Kairi grinned like a hyena. Chuka had the expression like was going to activate a nuclear warhead.

"Just kidding!" "CRAP!" "What I really want you two to do is to create some havok in that apartment building."

"What's in it for us?" asked Chuka again.

"You'll get a year supply of ketchup and you my turtle headed friend will get a bunch of porno magazines."

"Sorry, but I don't like ketchu-" Ultraman shoved a hot dog with ketchup all over it in her mouth. After slowly swallowing it she said,"Throw in hot dogs and you've got a deal."

"Done."

When Ash returned back to Hinata Sou he was suprised to see some of his Pokemon and Motoko chasing after a Pikachu and Squirtle seemed to have turned the place upside down. Long story short, Pikachu decked Kairi with a Volt Tackle and battled against Chuka who kicked the crap out of him with Close Combat even though Pikachu's shouldn't have been capable of learning the move. It took Mewtwo with a well aimed Shadow Ball to knock her out and after that the two mysteriously vanished.

]Meanwhile...

"Do you think we should sell this as a series?" asked Meowth. (Yeah, that's right. Ash catches Meowth)

"Then it would truly be voyerism," said Noctowl.

"Anyone think Ash might feel for something for one of those girls?" asked Feraligatr.

"That's not gonna happen, he's gonna end up with the twerp girl- I mean Misty," said Meowth.

"Misty? He's gonna end up with May," said Sceptile.

"What are you talking about? He's gonna end up with Dawn, though probably not after a couple of years," said Infernape.

"Hmm," said Meowth as a devious idea came to him. "I gotta make a couple of calls!"

After getting permission from Prof Oak, Meowth went to the telephone back and put in a number.
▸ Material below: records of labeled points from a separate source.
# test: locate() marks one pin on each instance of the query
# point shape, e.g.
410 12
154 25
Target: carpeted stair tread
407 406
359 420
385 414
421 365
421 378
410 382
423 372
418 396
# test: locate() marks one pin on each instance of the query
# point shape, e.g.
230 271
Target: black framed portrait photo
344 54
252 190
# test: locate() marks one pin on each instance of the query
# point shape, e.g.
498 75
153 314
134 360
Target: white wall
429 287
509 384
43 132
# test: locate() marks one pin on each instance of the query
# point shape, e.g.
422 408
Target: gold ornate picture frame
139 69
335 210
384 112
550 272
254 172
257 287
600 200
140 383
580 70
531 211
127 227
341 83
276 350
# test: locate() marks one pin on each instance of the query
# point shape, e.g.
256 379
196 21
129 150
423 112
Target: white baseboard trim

After a few seconds an image came up.

"Oh hey Prof- huh? Meowth? What are you doing-oh did Ash leave you at Prof Oaks?" asked Misty.
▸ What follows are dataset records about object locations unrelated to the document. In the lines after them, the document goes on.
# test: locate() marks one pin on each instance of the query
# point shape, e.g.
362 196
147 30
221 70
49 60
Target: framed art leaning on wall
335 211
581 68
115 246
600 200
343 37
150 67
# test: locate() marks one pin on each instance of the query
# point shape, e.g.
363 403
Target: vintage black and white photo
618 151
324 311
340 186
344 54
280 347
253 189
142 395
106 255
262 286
"Yeah, the ingrate," grumbled Meowth. "But that's not why I called. Ash has been taken oversea's by a bunch of crazy girls and are making him their personal man servant! Oh it's terrible!"

Misty didn't look too convinced and asked,"Are you telling the truth?"
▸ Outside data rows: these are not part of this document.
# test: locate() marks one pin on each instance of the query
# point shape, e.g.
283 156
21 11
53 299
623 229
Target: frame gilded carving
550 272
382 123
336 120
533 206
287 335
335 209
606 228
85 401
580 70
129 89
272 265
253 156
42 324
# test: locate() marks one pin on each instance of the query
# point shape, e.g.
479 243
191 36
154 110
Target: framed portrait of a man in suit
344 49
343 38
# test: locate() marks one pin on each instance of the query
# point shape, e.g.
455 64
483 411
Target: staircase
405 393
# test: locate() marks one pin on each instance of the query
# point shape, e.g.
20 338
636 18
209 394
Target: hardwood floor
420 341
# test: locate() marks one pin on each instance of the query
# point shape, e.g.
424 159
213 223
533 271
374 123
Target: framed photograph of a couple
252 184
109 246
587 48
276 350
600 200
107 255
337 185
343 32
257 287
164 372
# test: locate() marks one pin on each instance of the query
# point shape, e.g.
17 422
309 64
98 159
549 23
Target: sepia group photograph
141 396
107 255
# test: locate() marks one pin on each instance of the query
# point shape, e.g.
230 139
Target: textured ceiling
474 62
"Scout's honor, and the sad thing is he wanted to tell you something important," added Meowth.

"Something important," said Misty to herself in realization. With fire in her eyes she said,"Do you know where they are?"

'That worked perfectly!' thought Meowth in glee. 'Now for May, Dawn, and Brock to add into the fill. Hehehehe!'

Meanwhile...

"Naru, c'mon what's wrong?" asked Ash who was following after a distraught Naru.

"Stop following me!" she yelled as she continued running.

She was looking down so she didn't notice that a car was coming onto the next street. Taking action Ash yelled,'Bulbasaur, Vine Whip!"

"Got it!" said the sheriff restraining her with his Vine Whip before she could run off the sidewalk.

"Naru, what's the matter with you? I wanted to congratulate you for passing," said Ash frowning slightly.

Naru sniffed softly in response. Realization set into Ash. "Wait a minute, does this mean...?"

She turned towards him with tears in her eyes and sobbed,"I didn't pass."

Omake 1:Chuka and Kairi's reward.

"Hmm, this ketchup and all these hot dogs are good," purred Chuka who in a rare moment was feeling...happy. "Why he even threw in a hunting video game for me where all there is for me to shoot are fucking birds. This Ultraman Nexus ain't half bad."

"!" screamed Kairi upon seiing his "gift".

"THESE PORN MAGAZINES HAVE THE WOMEN IN THEM AGED TO GRANNY AGE!!!! I'LL NEVER BE HARD EVER AGAIN!" bellowed Kairi.

Chuka snickered and said,"I take it back, the guy's cool."